Juste une sorte de politesse

"Étude", peinture de Simon Hantaï : grand tableau tout en largeur de motifs blancs sur un fond bleu
J’ai la chance en ce moment d’aller régulièrement à Orléans pour parler d’architecture à des étudiants. La salle dans laquelle j’interviens se situe au sous-sol du musée des Beaux-arts de la ville. Quand on en sort, on passe nécessairement à l’entrée de la galerie où sont exposées les œuvres modernes et contemporaines. Au fond de la galerie il y a une grande toile de Simon Hantaï : Étude (D.84.2.1).
On la voit depuis l’entrée. On ne voit qu’elle, elle nous appelle.
Lorsque je sors de la salle de conférences à la fin de la séance, je ne peux m’empêcher d’aller vers elle et de rester quelques instants à ses côtés. Peu à peu nous avons appris à nous connaître. Maintenant, à peine je l’aperçois et mon cœur est apaisé. Elle est devenue comme une amie que j’ai plaisir à visiter. Chaque fois je la retrouve et je la reconnais. L’architecte Louis I. Kahn parle de cela à propos de la musique :

« Quand nous entendons les accords d’un chef-d’œuvre musical familier, c’est comme si quelqu’un de familier entrait dans la pièce ».

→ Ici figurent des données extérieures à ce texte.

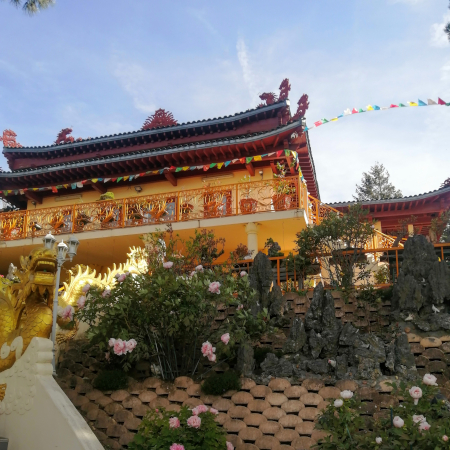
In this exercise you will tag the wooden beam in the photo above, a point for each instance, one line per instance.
(170, 177)
(251, 169)
(30, 195)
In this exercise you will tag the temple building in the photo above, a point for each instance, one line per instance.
(249, 177)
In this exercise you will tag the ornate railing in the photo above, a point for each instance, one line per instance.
(207, 202)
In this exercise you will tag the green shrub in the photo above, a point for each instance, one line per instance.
(220, 383)
(111, 380)
(161, 429)
(261, 353)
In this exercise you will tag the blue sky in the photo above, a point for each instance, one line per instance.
(102, 67)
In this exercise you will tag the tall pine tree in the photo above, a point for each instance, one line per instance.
(375, 185)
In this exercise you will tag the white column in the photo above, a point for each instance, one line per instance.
(252, 237)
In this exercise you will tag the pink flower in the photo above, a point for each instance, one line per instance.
(398, 422)
(199, 409)
(207, 348)
(174, 422)
(429, 379)
(67, 312)
(424, 426)
(194, 422)
(176, 447)
(416, 393)
(81, 301)
(120, 347)
(131, 345)
(419, 419)
(225, 338)
(214, 287)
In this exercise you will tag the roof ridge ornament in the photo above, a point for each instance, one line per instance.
(161, 118)
(270, 98)
(9, 139)
(64, 137)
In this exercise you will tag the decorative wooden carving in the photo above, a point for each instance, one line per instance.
(161, 118)
(270, 98)
(303, 105)
(9, 139)
(65, 138)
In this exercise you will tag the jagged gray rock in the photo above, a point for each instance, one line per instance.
(297, 337)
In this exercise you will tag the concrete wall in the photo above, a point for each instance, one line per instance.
(35, 413)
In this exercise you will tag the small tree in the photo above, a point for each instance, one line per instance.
(340, 243)
(375, 185)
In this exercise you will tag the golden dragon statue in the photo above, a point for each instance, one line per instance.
(26, 304)
(26, 298)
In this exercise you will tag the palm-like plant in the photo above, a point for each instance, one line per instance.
(33, 6)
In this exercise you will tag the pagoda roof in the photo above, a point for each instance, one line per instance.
(253, 114)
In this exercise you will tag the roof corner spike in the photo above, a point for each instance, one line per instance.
(161, 118)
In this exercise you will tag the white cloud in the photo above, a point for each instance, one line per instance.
(438, 36)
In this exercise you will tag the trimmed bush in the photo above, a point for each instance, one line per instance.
(111, 380)
(218, 384)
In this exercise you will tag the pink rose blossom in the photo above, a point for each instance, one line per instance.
(81, 301)
(176, 447)
(131, 345)
(214, 287)
(174, 422)
(194, 422)
(120, 347)
(416, 393)
(67, 312)
(398, 422)
(429, 379)
(199, 409)
(424, 426)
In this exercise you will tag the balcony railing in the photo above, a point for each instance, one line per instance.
(207, 202)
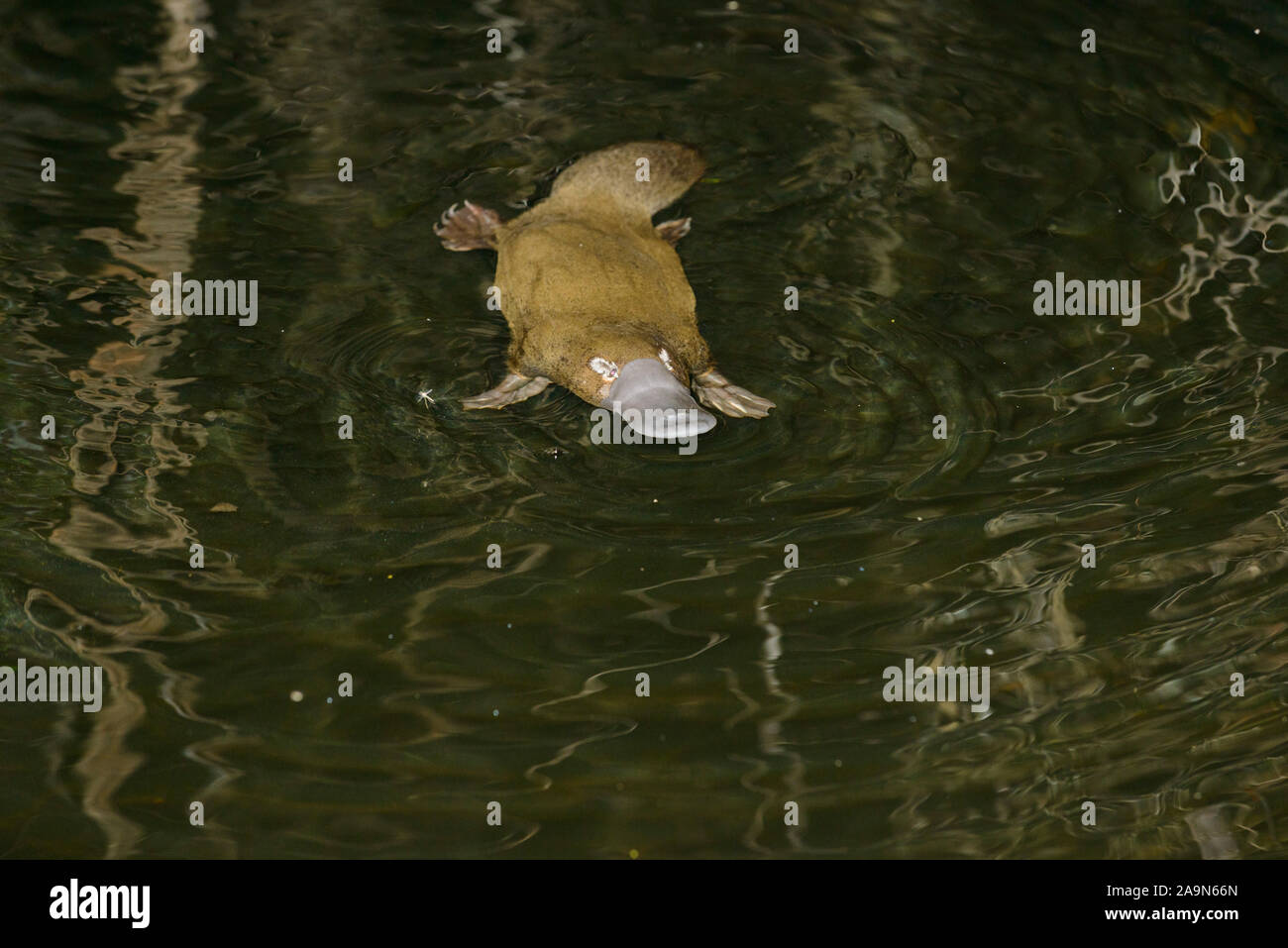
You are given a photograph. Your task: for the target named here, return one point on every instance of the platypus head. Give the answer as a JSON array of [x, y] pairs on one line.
[[648, 388]]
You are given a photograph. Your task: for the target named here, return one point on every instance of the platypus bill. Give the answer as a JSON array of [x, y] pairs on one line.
[[595, 295]]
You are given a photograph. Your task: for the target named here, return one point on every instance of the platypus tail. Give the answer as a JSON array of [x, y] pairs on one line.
[[618, 175]]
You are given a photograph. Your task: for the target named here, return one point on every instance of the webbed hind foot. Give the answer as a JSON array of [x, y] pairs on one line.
[[719, 393], [468, 227], [513, 388]]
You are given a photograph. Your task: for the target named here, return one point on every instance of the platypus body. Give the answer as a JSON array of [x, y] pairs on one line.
[[595, 295]]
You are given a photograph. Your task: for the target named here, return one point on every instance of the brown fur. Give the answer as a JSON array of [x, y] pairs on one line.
[[585, 274]]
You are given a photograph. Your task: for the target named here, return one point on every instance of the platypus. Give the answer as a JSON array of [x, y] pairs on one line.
[[595, 295]]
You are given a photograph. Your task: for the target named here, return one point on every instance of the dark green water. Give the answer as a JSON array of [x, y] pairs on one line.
[[518, 685]]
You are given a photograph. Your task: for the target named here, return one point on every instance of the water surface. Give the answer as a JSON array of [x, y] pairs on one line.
[[518, 685]]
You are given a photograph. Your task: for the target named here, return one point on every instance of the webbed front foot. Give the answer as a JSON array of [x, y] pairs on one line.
[[513, 388], [671, 231], [719, 393], [468, 227]]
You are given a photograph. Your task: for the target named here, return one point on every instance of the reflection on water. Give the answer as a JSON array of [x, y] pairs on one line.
[[647, 672]]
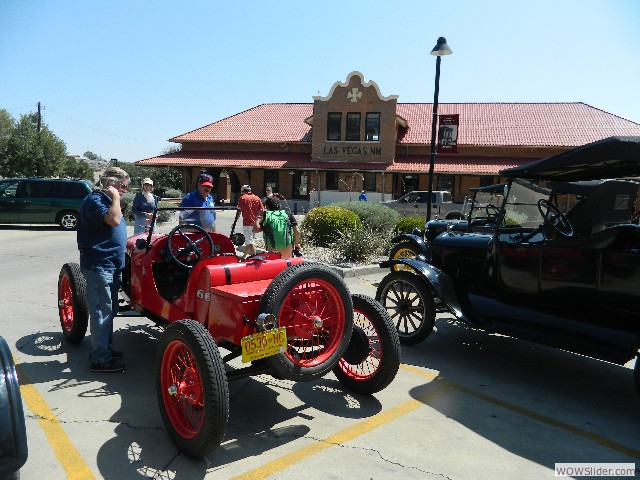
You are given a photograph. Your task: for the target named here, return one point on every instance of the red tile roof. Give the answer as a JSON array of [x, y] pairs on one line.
[[272, 122], [481, 124], [517, 124], [503, 124], [232, 159]]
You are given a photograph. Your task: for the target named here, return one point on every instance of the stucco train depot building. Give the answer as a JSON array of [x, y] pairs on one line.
[[355, 138]]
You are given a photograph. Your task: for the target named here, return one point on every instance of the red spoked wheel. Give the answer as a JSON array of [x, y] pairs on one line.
[[313, 303], [192, 388], [72, 302], [372, 358]]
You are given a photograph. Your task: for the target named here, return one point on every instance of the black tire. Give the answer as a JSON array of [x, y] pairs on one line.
[[13, 431], [192, 388], [372, 358], [410, 305], [72, 303], [402, 250], [313, 302], [68, 220]]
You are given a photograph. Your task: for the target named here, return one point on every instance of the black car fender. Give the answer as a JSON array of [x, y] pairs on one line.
[[417, 241], [438, 281], [13, 432]]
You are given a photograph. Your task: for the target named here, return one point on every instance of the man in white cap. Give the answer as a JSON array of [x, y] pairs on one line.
[[144, 203], [250, 205]]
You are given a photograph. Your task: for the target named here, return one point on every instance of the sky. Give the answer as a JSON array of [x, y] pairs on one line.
[[121, 77]]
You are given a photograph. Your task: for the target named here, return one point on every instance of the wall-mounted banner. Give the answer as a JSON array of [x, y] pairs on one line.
[[448, 134]]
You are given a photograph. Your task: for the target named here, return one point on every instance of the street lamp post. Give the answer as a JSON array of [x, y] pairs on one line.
[[440, 49]]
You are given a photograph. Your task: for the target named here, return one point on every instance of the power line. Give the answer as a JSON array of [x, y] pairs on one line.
[[91, 127]]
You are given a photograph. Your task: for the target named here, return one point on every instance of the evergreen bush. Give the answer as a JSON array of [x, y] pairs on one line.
[[374, 216], [323, 225], [360, 245], [407, 224]]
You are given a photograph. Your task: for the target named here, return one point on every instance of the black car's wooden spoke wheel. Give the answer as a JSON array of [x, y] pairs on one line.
[[372, 358], [192, 389], [409, 304]]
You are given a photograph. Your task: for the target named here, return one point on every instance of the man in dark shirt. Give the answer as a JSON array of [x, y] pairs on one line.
[[102, 238]]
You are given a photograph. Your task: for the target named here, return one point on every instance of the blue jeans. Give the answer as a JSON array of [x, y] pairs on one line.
[[103, 285]]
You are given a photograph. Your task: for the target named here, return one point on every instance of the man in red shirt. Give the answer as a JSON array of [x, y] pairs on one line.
[[250, 205]]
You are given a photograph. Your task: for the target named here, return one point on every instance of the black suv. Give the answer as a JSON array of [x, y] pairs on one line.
[[570, 280], [42, 200]]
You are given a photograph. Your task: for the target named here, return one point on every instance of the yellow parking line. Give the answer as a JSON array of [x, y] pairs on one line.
[[613, 445], [343, 436], [69, 458], [442, 386]]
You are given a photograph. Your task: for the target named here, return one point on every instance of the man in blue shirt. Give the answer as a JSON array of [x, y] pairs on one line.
[[102, 238], [200, 197]]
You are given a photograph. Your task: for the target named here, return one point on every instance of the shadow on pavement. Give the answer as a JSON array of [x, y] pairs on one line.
[[134, 441]]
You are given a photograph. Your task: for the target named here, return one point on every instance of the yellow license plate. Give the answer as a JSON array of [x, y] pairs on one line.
[[264, 344]]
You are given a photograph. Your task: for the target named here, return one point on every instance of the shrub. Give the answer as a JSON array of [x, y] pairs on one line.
[[407, 224], [172, 193], [360, 245], [126, 202], [323, 225], [374, 216]]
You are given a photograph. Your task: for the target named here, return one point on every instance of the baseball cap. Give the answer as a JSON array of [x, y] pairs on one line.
[[205, 179]]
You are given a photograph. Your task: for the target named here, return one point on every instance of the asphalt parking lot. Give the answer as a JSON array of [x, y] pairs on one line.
[[464, 404]]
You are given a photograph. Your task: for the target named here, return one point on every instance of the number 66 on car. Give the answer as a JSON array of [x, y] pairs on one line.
[[289, 318]]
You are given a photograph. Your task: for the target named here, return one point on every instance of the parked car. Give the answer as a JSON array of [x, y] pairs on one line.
[[42, 200], [416, 203], [285, 317], [568, 281], [13, 432], [480, 204]]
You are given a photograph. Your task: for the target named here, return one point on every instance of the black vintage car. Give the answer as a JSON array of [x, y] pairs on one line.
[[529, 270], [13, 432]]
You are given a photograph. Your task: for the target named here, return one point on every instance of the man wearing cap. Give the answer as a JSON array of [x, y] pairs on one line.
[[102, 239], [200, 197], [250, 205], [143, 205]]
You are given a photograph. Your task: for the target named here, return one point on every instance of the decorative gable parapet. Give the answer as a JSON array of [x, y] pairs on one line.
[[354, 123]]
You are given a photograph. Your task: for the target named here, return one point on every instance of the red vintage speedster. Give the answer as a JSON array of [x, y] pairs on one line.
[[288, 318]]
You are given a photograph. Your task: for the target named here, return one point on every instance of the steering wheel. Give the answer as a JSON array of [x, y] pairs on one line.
[[555, 218], [191, 251], [492, 211]]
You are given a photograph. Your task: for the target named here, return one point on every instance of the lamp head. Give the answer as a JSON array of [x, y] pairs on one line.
[[441, 48]]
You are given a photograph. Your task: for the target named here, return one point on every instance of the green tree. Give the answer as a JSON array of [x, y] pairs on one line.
[[32, 153], [77, 169]]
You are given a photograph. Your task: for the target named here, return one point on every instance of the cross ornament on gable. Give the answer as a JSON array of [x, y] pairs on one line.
[[354, 94]]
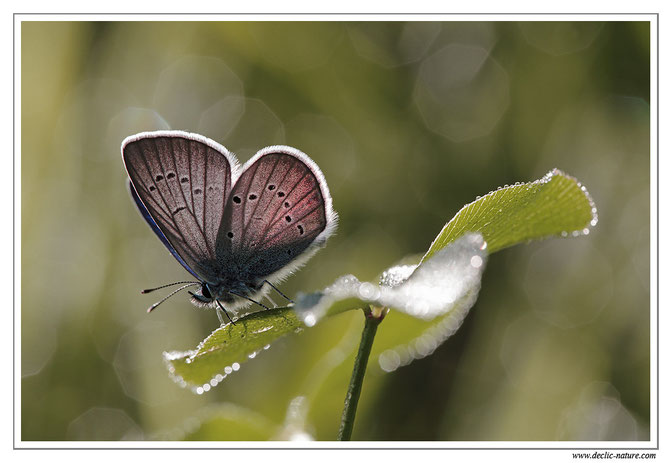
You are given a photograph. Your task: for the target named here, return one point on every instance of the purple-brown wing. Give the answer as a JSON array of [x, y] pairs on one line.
[[184, 183], [275, 212]]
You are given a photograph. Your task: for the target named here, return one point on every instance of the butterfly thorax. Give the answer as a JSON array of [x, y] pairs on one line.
[[232, 292]]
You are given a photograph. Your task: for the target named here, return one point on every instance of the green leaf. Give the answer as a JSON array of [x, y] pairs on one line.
[[228, 347], [426, 291], [555, 205], [225, 421]]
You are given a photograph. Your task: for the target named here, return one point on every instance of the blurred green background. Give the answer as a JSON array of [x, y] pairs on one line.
[[408, 121]]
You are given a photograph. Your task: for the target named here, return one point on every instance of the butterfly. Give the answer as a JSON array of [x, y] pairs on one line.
[[237, 230]]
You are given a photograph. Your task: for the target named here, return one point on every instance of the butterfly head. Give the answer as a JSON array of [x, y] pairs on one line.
[[233, 295]]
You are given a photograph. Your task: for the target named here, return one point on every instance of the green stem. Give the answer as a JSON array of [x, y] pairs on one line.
[[355, 387]]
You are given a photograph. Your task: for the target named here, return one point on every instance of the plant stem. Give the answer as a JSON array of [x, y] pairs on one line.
[[355, 387]]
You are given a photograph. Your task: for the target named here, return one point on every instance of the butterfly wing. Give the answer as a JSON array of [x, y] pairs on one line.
[[279, 211], [183, 181], [148, 218]]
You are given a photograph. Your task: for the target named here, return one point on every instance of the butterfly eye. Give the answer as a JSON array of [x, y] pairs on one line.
[[205, 291]]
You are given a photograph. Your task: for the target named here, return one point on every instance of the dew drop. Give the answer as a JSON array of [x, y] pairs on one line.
[[309, 320]]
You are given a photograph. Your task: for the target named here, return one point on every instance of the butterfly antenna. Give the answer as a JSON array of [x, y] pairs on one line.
[[224, 310], [278, 291], [155, 305], [145, 291], [251, 300]]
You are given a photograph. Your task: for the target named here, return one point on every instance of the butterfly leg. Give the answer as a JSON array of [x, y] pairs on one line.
[[251, 300], [278, 291], [221, 320]]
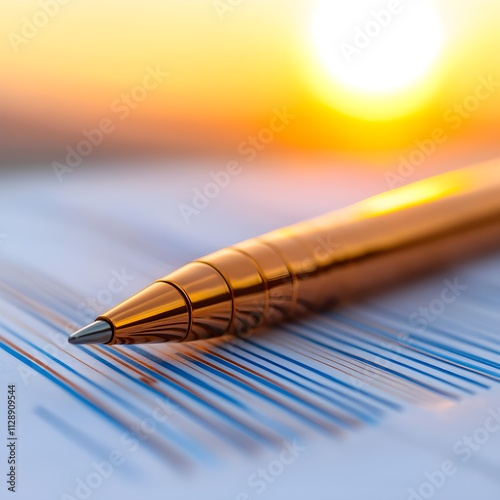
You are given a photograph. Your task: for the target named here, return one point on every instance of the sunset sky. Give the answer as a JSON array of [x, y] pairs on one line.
[[360, 78]]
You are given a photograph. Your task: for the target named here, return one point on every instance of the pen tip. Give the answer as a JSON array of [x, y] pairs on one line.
[[98, 332]]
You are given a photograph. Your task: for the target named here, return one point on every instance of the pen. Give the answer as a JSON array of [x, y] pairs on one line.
[[315, 264]]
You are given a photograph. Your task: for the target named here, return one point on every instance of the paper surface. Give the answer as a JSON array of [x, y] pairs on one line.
[[397, 397]]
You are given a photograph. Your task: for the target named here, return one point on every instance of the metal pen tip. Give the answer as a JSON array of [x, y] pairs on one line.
[[98, 332]]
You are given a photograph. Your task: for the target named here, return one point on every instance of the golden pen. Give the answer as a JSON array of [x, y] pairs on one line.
[[314, 264]]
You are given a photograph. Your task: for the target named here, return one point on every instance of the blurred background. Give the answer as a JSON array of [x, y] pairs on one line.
[[313, 83]]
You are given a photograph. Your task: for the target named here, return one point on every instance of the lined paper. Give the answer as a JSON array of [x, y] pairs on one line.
[[343, 386]]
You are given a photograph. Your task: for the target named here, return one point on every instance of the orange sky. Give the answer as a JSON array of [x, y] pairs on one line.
[[229, 65]]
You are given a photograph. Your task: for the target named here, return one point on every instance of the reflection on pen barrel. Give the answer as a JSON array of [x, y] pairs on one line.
[[321, 262]]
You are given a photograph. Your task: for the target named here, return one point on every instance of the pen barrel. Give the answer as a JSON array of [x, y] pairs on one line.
[[318, 263], [337, 257]]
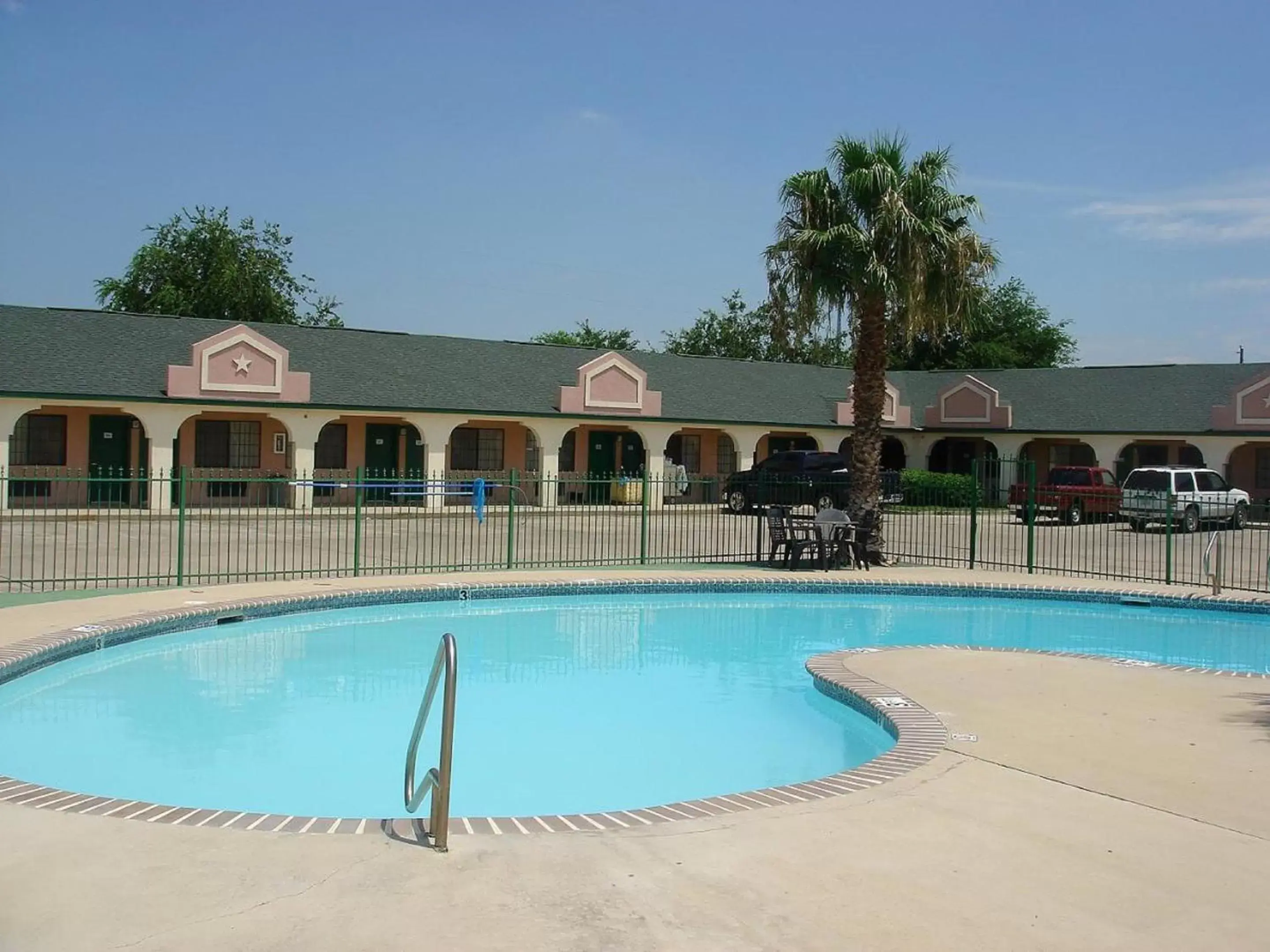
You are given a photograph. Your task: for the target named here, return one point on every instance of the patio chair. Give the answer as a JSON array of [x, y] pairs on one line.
[[867, 528], [836, 531], [785, 541]]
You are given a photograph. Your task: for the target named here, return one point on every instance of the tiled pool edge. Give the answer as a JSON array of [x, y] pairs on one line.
[[920, 735]]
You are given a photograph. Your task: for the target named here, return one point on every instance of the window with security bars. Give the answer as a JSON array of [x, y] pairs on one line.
[[332, 450], [1262, 474], [685, 450], [533, 452], [569, 452], [725, 456], [228, 445], [473, 449], [38, 439]]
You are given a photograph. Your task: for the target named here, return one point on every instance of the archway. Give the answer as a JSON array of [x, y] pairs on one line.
[[1249, 469], [783, 442], [233, 460], [594, 457], [894, 457], [1156, 452], [708, 457], [101, 457], [957, 455]]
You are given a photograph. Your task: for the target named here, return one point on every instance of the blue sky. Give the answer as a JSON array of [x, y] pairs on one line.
[[497, 169]]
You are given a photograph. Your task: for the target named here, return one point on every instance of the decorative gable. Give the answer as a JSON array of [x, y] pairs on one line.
[[239, 364], [611, 384], [969, 403], [1249, 408], [893, 413]]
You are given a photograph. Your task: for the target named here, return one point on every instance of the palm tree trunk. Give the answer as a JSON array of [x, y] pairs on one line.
[[869, 397]]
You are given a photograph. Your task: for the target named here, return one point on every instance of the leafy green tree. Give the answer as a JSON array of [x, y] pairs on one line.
[[746, 334], [888, 243], [586, 335], [201, 266], [1010, 328]]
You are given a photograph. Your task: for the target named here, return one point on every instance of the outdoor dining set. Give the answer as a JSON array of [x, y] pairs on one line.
[[830, 539]]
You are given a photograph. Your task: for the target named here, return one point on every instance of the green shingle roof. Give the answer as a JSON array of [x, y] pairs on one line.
[[101, 354]]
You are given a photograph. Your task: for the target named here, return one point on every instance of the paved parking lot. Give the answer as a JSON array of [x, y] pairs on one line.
[[126, 549]]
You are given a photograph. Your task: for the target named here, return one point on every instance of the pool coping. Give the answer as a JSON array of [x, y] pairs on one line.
[[919, 734]]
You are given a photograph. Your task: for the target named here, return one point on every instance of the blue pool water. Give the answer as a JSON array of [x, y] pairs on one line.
[[566, 703]]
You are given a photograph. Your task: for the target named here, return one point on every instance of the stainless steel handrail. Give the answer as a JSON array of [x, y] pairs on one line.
[[1210, 576], [437, 778]]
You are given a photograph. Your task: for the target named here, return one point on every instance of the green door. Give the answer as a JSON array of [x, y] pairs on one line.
[[415, 464], [108, 457], [601, 464], [413, 454], [381, 460]]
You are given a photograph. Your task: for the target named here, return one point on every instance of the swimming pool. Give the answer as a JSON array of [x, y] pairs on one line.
[[567, 703]]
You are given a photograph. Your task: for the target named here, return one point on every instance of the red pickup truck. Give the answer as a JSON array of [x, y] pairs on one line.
[[1071, 493]]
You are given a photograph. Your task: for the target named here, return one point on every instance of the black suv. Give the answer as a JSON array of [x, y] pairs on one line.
[[799, 478]]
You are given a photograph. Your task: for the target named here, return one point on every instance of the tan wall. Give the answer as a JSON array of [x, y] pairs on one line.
[[761, 450], [1174, 447], [71, 491], [1243, 470], [1041, 452]]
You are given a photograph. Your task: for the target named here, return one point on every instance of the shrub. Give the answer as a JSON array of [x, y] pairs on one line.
[[923, 488]]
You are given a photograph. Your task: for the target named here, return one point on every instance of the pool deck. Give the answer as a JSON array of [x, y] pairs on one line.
[[1102, 808]]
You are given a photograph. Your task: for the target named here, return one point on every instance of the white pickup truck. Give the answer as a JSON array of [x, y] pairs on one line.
[[1198, 497]]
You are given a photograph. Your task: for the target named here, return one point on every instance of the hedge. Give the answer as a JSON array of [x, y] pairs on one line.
[[923, 488]]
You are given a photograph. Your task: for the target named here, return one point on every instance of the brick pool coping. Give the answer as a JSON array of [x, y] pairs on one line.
[[919, 734]]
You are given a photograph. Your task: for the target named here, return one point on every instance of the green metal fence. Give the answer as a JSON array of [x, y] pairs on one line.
[[64, 530], [197, 527]]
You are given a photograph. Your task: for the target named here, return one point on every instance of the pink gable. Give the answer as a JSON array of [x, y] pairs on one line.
[[1249, 408], [893, 412], [611, 384], [969, 403], [239, 364]]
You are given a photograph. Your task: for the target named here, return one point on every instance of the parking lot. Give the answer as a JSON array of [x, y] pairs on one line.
[[131, 549]]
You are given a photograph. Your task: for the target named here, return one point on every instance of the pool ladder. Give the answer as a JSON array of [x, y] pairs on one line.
[[437, 778], [1213, 568]]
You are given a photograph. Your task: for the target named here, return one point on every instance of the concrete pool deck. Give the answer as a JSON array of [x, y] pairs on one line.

Quand je vois les accords de l’Étude d’Orléans, j’ai l’impression de rentrer à la maison. Comme un enfant qui ouvre la porte de sa chambre après une longue et pénible journée à l’école et qui retrouve tout son univers.
Cela n’a rien d’une forme de routine, bien au contraire. Chaque fois que je retrouve la toile, je la redécouvre, différente. Un pli, que je n’avais pas remarqué, attire mon attention. Le bleu se révèle plus profond, ou plus lisse. Des lignes se dessinent entre les surfaces blanches et les surfaces colorées, toujours autrement. Le rythme se fait plus calme ou plus soutenu : il évolue déjà dans le temps de notre entrevue.
Je mesure la chance de pouvoir côtoyer ainsi une œuvre régulièrement. Cela n’a rien à voir avec le fait d’aller au musée. Cela me semble un peu plus simple d’entrer en relation avec l’œuvre quand cela s’inscrit ainsi dans le quotidien. On n’attend rien de particulier, on va juste dire bonjour à une amie, comme ça, au passage. Juste une sorte de politesse. Nous pouvons ainsi développer un lien plus réel avec elle et dépasser la sidération, la timidité ou la révérence qui peuvent nous en éloigner.
Il faudrait réussir à aller au musée par politesse, comme s’il s’agissait d’aller rendre visite à un ami que l’on aime bien, et sans s’attendre à vivre quelque chose d’exceptionnel.